Using pre-defined OTU list

I am doing phylogenetic analysis of vaginal microbiota, using the protein-encoding cpn60 instead of 16S.

We have used an alternative approach to assembling our sequence data and have a list of OTU with associated frequencies for a number of samples with associated metadata. I would like to use mothur to calculate a-diversity measures using this dataset, but can’t see a way into the analysis pipeline with a pre-defined list of OTU.

Is there a way to access mothur without having to start at the “beginning”? I am not defining my OTU based on similarity cutoffs, is this a barrier to using mothur?

Thanks

This shouldn’t be a problem. You’d have to create either your own list, rabund, sabund, or shared files. The formats are pretty simple so it shouldn’t be too hard to convert your data to our format. Let us know if you have any problems.

OK great - now I know its possible at least!
Right now I have a table with 3 columns that I have been using in Unifrac - 1st is OTU label, 2nd is sample label, 3rd is normalized abundance of reads/OTU/sample.
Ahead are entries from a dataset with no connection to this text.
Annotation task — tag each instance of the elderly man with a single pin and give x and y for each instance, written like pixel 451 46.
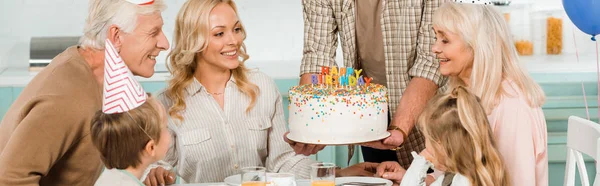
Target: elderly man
pixel 391 41
pixel 44 136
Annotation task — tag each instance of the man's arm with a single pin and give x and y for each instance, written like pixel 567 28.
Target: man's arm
pixel 45 134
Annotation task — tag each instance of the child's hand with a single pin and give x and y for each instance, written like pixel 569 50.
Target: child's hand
pixel 159 177
pixel 391 170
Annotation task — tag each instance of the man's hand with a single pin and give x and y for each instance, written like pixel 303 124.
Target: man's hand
pixel 394 140
pixel 391 170
pixel 159 177
pixel 362 169
pixel 302 148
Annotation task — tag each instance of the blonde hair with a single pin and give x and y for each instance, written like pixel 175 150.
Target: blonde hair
pixel 104 13
pixel 457 127
pixel 122 137
pixel 495 58
pixel 189 39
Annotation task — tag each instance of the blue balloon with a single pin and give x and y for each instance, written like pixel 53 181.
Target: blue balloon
pixel 585 14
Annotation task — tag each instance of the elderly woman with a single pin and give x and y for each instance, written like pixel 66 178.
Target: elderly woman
pixel 223 116
pixel 44 136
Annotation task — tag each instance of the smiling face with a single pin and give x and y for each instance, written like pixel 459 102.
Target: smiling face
pixel 456 58
pixel 224 39
pixel 140 47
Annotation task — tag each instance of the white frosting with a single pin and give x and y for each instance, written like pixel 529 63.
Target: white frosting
pixel 338 119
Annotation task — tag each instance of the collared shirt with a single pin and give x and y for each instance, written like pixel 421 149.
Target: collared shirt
pixel 407 39
pixel 117 177
pixel 213 143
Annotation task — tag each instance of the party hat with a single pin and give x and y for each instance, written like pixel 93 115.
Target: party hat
pixel 121 91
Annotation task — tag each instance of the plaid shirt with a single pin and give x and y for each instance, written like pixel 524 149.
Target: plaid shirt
pixel 407 38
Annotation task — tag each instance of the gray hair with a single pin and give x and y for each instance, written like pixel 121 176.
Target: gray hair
pixel 104 13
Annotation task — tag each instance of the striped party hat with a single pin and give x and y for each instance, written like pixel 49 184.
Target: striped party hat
pixel 121 91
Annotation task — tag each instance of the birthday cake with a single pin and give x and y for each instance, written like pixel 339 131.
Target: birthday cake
pixel 339 107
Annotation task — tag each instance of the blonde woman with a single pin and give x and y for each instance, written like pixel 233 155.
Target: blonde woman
pixel 458 117
pixel 223 116
pixel 475 49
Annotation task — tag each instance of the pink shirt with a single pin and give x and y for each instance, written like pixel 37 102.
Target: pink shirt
pixel 521 137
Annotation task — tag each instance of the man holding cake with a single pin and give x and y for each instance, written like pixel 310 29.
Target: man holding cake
pixel 45 135
pixel 390 41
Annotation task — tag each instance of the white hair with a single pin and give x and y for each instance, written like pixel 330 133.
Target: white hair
pixel 495 57
pixel 104 13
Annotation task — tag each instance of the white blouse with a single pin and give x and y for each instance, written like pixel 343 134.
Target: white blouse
pixel 212 143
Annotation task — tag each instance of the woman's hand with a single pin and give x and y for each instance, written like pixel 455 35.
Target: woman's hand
pixel 391 170
pixel 159 177
pixel 361 169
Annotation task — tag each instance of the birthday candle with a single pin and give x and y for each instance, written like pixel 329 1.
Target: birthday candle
pixel 328 79
pixel 320 79
pixel 349 71
pixel 335 79
pixel 368 80
pixel 357 74
pixel 361 82
pixel 324 70
pixel 352 80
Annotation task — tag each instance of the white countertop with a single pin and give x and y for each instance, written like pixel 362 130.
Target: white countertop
pixel 540 64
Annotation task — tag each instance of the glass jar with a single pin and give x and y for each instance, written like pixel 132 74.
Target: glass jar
pixel 548 31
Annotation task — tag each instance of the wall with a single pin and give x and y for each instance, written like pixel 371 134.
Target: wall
pixel 275 28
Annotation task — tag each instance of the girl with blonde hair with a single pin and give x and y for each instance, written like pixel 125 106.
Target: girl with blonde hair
pixel 459 142
pixel 223 116
pixel 475 49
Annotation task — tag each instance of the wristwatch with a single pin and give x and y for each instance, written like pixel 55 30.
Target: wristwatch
pixel 404 135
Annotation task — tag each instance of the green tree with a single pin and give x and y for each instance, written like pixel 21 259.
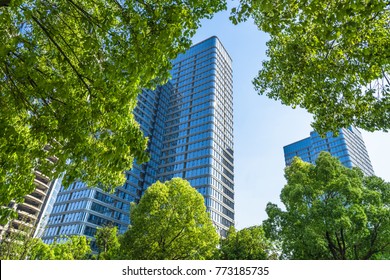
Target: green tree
pixel 18 243
pixel 108 243
pixel 246 244
pixel 170 222
pixel 70 72
pixel 332 212
pixel 329 57
pixel 75 247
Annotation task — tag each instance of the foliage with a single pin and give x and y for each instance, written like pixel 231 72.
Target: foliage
pixel 108 243
pixel 246 244
pixel 76 247
pixel 329 57
pixel 332 212
pixel 70 72
pixel 19 244
pixel 170 222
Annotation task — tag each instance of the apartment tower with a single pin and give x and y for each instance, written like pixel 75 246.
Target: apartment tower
pixel 189 122
pixel 348 146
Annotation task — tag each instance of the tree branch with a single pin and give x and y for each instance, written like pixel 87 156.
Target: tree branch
pixel 4 3
pixel 61 51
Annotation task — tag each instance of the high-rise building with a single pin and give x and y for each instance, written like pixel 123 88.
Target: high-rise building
pixel 348 146
pixel 189 122
pixel 30 212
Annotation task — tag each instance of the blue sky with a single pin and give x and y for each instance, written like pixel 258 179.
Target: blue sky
pixel 263 126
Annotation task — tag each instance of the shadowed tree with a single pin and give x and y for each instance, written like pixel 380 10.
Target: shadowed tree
pixel 170 222
pixel 246 244
pixel 329 57
pixel 332 212
pixel 70 73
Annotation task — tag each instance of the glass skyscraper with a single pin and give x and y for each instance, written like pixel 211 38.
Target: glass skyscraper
pixel 348 146
pixel 189 122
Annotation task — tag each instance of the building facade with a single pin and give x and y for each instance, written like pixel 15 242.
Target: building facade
pixel 348 147
pixel 31 211
pixel 189 122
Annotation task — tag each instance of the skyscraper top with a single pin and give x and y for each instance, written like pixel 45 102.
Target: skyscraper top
pixel 348 146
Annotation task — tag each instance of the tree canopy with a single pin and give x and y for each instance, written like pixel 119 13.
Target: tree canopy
pixel 246 244
pixel 170 222
pixel 107 241
pixel 70 72
pixel 329 57
pixel 332 212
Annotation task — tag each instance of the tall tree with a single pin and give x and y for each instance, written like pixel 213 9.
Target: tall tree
pixel 70 72
pixel 170 222
pixel 329 57
pixel 18 243
pixel 107 241
pixel 246 244
pixel 332 212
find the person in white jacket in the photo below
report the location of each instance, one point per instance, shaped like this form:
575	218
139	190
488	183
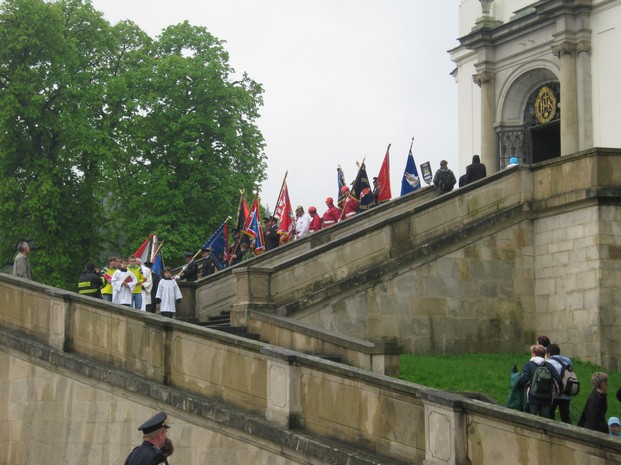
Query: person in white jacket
123	283
168	294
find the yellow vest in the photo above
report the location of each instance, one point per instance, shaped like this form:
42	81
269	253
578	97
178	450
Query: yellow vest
137	272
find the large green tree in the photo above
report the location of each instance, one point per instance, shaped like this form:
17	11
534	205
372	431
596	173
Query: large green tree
107	135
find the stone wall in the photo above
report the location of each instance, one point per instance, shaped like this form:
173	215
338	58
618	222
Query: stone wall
527	251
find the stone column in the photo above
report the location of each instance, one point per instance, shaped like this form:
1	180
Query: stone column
253	293
283	387
445	428
489	148
566	52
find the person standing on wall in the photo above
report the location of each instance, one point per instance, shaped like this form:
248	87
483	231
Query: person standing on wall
475	171
153	439
21	265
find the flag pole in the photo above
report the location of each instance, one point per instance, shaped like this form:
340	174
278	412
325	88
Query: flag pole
348	195
282	186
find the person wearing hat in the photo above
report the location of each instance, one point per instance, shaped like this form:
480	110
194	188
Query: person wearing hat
153	438
209	265
168	294
351	204
444	179
376	188
189	272
331	215
315	220
302	222
475	171
513	161
270	233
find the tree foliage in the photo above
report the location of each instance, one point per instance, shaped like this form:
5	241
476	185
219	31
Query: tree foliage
107	135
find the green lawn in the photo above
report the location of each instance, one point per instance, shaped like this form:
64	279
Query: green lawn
489	374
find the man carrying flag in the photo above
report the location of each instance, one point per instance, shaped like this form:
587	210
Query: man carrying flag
361	190
382	193
340	178
217	247
410	181
253	227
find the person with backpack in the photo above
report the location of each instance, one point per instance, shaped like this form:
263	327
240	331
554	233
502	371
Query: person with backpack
444	179
571	386
541	378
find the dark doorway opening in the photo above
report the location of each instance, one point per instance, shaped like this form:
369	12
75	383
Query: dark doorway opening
545	141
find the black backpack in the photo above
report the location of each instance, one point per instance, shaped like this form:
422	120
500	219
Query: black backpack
542	383
446	180
571	384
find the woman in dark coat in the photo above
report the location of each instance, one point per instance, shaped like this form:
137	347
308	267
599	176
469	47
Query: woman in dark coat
594	413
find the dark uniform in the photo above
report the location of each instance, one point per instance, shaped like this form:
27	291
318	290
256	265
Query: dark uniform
209	266
90	283
147	453
272	240
190	271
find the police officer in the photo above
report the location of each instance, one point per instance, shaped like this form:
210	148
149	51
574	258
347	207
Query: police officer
90	282
154	437
189	272
209	265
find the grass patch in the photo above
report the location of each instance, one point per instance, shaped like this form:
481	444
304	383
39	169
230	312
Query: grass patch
489	374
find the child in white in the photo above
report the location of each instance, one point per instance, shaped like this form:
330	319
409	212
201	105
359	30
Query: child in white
168	294
123	282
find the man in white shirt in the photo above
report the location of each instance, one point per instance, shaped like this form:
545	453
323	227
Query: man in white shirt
302	222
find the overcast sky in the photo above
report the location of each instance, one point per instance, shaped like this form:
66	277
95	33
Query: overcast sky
342	79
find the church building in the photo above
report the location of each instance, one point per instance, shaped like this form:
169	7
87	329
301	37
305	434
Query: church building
537	79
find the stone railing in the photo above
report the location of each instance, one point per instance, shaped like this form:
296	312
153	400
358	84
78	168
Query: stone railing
378	356
403	422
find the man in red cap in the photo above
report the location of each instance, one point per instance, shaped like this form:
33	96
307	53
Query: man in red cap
351	204
154	437
332	214
315	220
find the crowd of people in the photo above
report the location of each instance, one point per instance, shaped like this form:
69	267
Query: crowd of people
548	382
128	282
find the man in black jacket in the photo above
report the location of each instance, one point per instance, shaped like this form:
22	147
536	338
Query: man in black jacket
475	171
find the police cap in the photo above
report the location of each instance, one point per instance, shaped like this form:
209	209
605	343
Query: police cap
157	421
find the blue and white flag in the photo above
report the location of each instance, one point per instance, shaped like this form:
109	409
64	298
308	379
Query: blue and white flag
410	181
219	244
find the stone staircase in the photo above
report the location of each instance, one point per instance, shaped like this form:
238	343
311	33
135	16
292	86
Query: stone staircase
222	322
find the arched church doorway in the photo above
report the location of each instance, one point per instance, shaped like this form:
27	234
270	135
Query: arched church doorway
530	119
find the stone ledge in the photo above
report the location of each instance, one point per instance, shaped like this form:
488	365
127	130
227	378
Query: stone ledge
360	345
322	449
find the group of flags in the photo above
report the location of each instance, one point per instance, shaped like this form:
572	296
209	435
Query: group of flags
248	219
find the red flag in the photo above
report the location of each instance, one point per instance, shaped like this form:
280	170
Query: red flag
284	215
253	227
143	251
242	213
383	178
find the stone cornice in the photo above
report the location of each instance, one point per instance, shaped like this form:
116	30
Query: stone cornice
564	48
571	48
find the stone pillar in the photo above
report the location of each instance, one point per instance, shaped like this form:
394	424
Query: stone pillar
253	293
584	95
445	428
283	387
489	148
566	52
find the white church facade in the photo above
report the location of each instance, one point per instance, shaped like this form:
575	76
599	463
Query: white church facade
537	79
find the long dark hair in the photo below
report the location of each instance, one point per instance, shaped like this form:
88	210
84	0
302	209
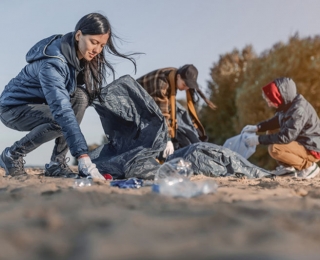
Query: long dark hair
95	71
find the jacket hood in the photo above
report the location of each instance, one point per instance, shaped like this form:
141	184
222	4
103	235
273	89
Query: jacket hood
46	48
69	51
287	89
56	46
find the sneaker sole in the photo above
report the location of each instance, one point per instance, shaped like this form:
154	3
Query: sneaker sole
3	165
313	174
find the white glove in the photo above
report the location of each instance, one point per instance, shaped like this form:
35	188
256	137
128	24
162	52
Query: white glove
252	140
169	149
87	168
250	128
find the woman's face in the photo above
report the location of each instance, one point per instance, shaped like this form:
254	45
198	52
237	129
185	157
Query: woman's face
90	46
270	103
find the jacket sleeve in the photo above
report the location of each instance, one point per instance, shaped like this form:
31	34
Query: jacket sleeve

It is unclear to me how to transform this into one of the formats you are talking about. The wiki refers to a dataset called AmazonData but there are no examples of rabun files etc. in that folder. (Below see contents of folder…)

96_lt_column_11_amazon.dist
96_lt_column_amazon.dist
96_lt_phylip_amazon.dist
96_sq_column_amazon.dist
98_lt_phylip_amazon.dist
98_sq_phylip_amazon.dist
amazon.fasta
amazon.groups
amazon.names
amazon1.names

Any help much appreciated!

See…

http://www.mothur.org/wiki/Rabund_file
http://www.mothur.org/wiki/List_file
http://www.mothur.org/wiki/Shared_file

OK… but I don’t see how to translate my file format into those file formats.
As I said my file has three columns - here’s the first few lines:

OTULabel SampleName #reads
050 N_B_2315 2
318 N_B_2315 2
198 N_B_2315 2
233 N_B_2315 2
246 N_B_2315 2
307 N_B_2315 2
313 N_B_2315 2
420 N_B_2315 2

Since I have 250 OTU and 44 samples, would my shared file be a table with 44 rows and 250 columns representing abundance of each OTU

? N_B_2315 250 2 4 19256…

But then what is the value for the first column?? Your example looks like a % identity value.
Am I on the right track here?

Almost - the shared file will have 44 rows and 253 columns…

Column 1 - pick some label (e.g. NA - it doesn’t matter what you use as long as there are no spaces in the label)
Column 2 - sample name (e.g. N_B_2315)
Column 3 - the number of columns to follow (e.g. 250)
Columns 4-253 - the abundance of each OTU

So I can generate .rabund files for each of my samples, and a .shared file.
But I can’t get mothur to read the files - (my experience with the command line is very limited).

mothur > read.otu(rabund=2315.rabund)

Unable to open 2315.rabund

I’ve tried moving the file around (desktop, home directory or parent directory), and it says it can’t read the file.

in the directory that you’re running mothur from you should either type “dir” (if windows) or “ls” (if mac/'nix). you should see the file you want in the output.

also, if you create the shared file, when you run read.otu mothur will create all of the rabund files automatically for you.